Referensi musik dari band internasional seperti Silverchair hingga Radiohead coba diaplikasikan ke dalam karya mereka saat itu. Namun, eksperimen tersebut ternyata tidak memberikan hasil maksimal bagi perkembangan karier band secara komersial.
"Itu adalah salah satu keegoisan kami memikirkan keinginan. Secara industri mungkin penjualannya kurang (album Pejantan Tangguh) dibanding album sebelumnya, tapi secara kepuasan musik kami sangat puas," ujar Duta, Vokalis Sheila On 7.
Duta mengakui bahwa dorongan ego yang tidak terbendung pada masa muda tersebut membuat komunikasi dengan pendengar menjadi terputus. Penyesalan muncul setelah mereka menyadari bahwa keinginan pribadi tidak selamanya sejalan dengan kebutuhan pasar musik.
"Kami egois, gak mikirin pendengar," sambung Duta, Vokalis Sheila On 7.

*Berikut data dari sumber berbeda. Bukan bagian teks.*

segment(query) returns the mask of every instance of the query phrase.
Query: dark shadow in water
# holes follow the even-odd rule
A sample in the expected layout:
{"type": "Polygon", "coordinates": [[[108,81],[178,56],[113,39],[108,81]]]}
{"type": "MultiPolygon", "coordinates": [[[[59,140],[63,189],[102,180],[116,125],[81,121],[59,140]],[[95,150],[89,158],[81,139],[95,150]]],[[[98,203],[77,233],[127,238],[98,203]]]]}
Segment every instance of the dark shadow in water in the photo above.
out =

Eross Candra menjelaskan bahwa periode tersebut menjadi fase pembelajaran krusial bagi keberlangsungan band ke depannya. Baginya, pengalaman tersebut memberikan kebijakan baru dalam menentukan referensi musik mana yang layak masuk ke dalam album atau harus disimpan.
"Setelah itu baru kami belajar. 'Oh oke, referensi yang seperti ini bijak kalau dituangkan di album, yang itu mending gak usah'. Jadi buat musisi baru, belajarlah dari pengalaman," jawab Eross, Gitaris Sheila On 7.